Monday 26th September 2016                 Change text size:

Gigatonne gap in the EU pledge for Paris climate summit 



paris by Roger Wollstadt via flickr

The EU’s carbon budget for the period 2021-2030 can vary by a staggering 6 billion tonnes. This gap is the result of important policy decisions that have been postponed for after the Paris climate summit, reveals new research by Climate Action Network (CAN) Europe.

CAN Europe urges the EU Environment Ministers meeting on September 18th in an extra Environment Council on the EU position for the Paris climate summit, to tackle the lack of transparency and accuracy of the EU’s pledge for Paris.

In a report titled “Gigatonne gap in the EU pledge for Paris climate agreement”, CAN Europe translated the EU’s 2030 target of at least 40% emission reductions, which constitutes the EU’s contribution to the new climate agreement to be signed in Paris in December, into the exact amount of greenhouse gases the EU could emit between 2021 and 2030. The analysis reveals that depending on political choices that the EU Member States have postponed for after the Paris summit, the EU’s “carbon budget” for the period from 2021 till 2030 will vary from 37 to 43 bn tonnes of greenhouse gases. This means a gap of a staggering 6 billion tonnes: substantially more than the EU’s current annual emissions (4.5 bn tonnes in 2012) and six times more than annual emissions from its transport sector (0.9 bn tonnes in 2012).

The EU pledge for the Paris agreement lacks ambition and clarity on crucial policy issues – Wendel Trio, Director of Climate Action Network Europe said. The EU goes to Paris with an offer containing important blind spots, which undermine its credibility. We have no clarity over six gigatonnes of greenhouse gases, which, if emitted, would have severe consequences for climate change. 

This lack of clarity relates to:
•    the carry-over of surplus emissions in the Emissions Trading Scheme (2.6 billion tonnes)
•    accounting of emissions from forestry (1.835 billion tonnes)
•    the possible carry-over of surplus emissions in the non-ETS sectors (0.7 billion tonnes)
•    the level of non-ETS emissions that the budget will start from in 2021 (0.878 billion tonnes).

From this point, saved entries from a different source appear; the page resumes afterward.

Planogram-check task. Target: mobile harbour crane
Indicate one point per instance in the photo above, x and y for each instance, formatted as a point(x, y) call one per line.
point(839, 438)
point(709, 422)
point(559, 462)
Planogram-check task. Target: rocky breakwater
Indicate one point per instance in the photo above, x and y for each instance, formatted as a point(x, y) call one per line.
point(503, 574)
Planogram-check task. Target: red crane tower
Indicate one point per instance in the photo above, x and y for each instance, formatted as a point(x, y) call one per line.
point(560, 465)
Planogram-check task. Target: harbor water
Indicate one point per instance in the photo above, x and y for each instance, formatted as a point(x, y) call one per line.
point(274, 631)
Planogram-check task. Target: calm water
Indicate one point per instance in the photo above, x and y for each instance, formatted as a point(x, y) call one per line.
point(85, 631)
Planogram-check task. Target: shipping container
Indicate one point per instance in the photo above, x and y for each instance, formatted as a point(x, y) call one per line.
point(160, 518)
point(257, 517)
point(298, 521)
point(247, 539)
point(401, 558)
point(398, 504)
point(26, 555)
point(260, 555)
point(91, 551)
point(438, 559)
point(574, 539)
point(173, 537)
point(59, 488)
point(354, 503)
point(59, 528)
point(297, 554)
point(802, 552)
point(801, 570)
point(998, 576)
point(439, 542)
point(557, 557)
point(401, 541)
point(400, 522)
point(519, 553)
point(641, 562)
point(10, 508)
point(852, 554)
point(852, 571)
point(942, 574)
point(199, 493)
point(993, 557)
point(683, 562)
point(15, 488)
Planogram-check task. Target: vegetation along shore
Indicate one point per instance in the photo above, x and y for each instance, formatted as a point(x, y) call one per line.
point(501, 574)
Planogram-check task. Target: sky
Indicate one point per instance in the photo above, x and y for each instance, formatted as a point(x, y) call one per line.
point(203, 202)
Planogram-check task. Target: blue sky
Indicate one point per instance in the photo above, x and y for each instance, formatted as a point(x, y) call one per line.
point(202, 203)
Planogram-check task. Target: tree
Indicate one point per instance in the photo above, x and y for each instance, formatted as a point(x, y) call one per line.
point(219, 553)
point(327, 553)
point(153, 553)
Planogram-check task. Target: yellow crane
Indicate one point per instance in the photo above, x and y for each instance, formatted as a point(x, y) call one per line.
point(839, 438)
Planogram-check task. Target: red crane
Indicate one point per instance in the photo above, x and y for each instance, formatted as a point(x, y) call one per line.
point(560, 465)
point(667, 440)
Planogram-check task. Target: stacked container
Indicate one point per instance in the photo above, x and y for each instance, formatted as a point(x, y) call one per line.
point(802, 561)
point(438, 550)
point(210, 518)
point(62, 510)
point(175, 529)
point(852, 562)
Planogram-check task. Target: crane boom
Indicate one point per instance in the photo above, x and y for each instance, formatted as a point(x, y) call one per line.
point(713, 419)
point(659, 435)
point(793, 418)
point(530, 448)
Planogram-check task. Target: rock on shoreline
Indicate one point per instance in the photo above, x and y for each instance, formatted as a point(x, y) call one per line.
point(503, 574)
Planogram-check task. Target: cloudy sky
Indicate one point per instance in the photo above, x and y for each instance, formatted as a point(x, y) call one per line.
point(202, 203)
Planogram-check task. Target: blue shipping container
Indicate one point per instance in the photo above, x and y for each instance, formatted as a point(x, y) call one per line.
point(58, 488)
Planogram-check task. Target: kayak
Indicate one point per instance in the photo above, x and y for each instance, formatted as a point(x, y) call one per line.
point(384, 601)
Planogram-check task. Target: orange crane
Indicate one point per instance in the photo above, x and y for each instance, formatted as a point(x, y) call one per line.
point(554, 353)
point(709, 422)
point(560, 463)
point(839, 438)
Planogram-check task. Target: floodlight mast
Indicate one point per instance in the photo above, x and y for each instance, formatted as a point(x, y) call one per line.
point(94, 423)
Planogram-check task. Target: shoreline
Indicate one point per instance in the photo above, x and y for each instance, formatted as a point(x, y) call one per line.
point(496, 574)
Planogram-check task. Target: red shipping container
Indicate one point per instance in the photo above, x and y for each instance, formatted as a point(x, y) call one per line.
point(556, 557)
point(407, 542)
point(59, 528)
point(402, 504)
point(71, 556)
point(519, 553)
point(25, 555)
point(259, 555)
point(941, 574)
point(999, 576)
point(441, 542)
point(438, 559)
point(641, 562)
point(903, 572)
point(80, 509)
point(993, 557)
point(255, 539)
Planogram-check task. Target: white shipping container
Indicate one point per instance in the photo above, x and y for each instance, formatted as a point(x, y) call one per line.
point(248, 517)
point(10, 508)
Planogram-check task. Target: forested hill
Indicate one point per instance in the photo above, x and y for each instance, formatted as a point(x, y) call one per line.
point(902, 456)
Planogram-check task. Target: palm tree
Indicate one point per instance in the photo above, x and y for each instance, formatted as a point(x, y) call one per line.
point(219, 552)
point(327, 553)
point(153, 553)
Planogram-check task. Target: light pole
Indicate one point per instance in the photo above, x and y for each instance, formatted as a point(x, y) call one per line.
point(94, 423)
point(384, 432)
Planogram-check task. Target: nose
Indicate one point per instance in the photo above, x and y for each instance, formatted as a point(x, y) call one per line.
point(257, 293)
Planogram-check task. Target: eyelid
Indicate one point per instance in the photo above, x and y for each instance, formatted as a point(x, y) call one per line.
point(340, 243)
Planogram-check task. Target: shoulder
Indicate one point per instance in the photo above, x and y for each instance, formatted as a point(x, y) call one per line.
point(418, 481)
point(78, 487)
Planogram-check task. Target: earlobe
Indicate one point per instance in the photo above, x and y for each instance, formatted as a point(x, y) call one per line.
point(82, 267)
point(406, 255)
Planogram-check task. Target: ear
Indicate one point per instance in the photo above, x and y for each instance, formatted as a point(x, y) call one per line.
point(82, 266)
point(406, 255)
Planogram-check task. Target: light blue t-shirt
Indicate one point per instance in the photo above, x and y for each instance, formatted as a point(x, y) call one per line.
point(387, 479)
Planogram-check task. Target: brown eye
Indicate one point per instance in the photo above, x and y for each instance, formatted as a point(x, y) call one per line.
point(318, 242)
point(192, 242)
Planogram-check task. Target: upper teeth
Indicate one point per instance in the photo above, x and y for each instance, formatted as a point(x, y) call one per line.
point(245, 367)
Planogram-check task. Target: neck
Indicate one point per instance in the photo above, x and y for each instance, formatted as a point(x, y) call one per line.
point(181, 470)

CAN Europe’s report comes a few days before the next Environment Council on September 18th, when EU Environment Ministers will adopt the EU position for the Paris climate summit in December.

EU Member States have quietly shifted important decisions about the exact level of emission reductions in the EU for after the Paris summit – Trio added. We urge Environment Ministers to put their cards on the table and make the EU’s contribution to the climate agreement clear and comprehensive. We call for the EU climate target to be increased and for policies which will prevent the use of all kinds of tricks to lower the level of reductions, so that the EU can play a true leadership role in the Paris climate negotiations.

The EU is a strong defender of the “no backsliding” principle, asking countries to have more ambitious targets after 2020 than before. For the EU itself, this means going beyond the Kyoto Protocol’s 20% target for 2013-2020. CAN’s analysis reveals that in the most ambitious scenario, average annual emission reductions for 2021-2030 will be around 35% below 1990 emissions, in the worst case scenario – only around 25%. The latter means that instead of significantly decreasing emissions, the EU would lower them only marginally below its Kyoto Protocol target.